To make this work, I added two new options to the compiler. -Z print-fuel=crate gets the compiler to print the fuel for a crate and -Z fuel=crate=n sets the fuel for the crate. Someone will probably write a driver program that searches automatically, but at the moment you have to run the search by hand.

Field reordering will probably break people's already-broken code. It's not introducing bugs; it's showing bugs that were already there. But we can -Z fuel=crate=0 to turn it off and find out if it's us or them, and we can search their code and see exactly which type.

Final Notes

This work has already had a positive, real-world impact on Servo. I was expecting it to impact someone in a noticeable way at some point, but not necessarily this quickly.

Modern compilers look nothing like what the tutorials and textbooks would generally have you believe. There's an explanation that everyone uses: it goes from parser to AST to SSA or whatever to machine code. But in reality Rustc goes through a ton more phases than that, and I don't even know what they all are. I think there's around 20.

This was the first time I've worked with code that's an order of magnitude bigger than I can understand, and what ended up happening is I colonized. I might be able to fix trans bugs with help, and this was after working with Rustc for a very long time. But this is a major win since people on the official teams do the same. More than one of my questions got an answer of "I don't know. Ask so-and-so when they're around."

Modern compilers are also way more tested than anything I've ever seen, or at least Rustc is. Every PR goes into a multi-day queue and then gets run through a multi-hour CI process before it can merge. Waiting days for CI to fail frustrates me, but it's also exactly what should happen for software this critical.
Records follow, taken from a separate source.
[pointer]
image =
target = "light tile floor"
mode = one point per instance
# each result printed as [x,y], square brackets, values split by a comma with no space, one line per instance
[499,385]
I'd love to do this as my job, if I could work out how to get paid for it. It's hard for me to find projects that remain challenging; the usual progression for me is that I achieve full understanding and lose interest after a while. This pattern isn't happening here, probably because Rustc is big and complicated enough that one person can never fully understand it. As a bonus, all the challenge here was about programming, not inaccessible tooling. I didn't have to work around anything. You don't run up against major problems because of blindness, and any blind dev reading this is going to know how amazingly rare that is.

I want to follow this work up with a smaller RFC against the standard library, including an implementation. Whatever I do, though, I don't have the time for another volunteer project of this magnitude. I did this because I had a lot of free time, but I am now forced to begin focusing on employment instead.

Libaudioverse is flashy and cool, and the people who know about it give me way too much credit with respect to how much digital signal processing I know. To anyone who knows about my work on both, the Rust compiler makes Libaudioverse look like hello world.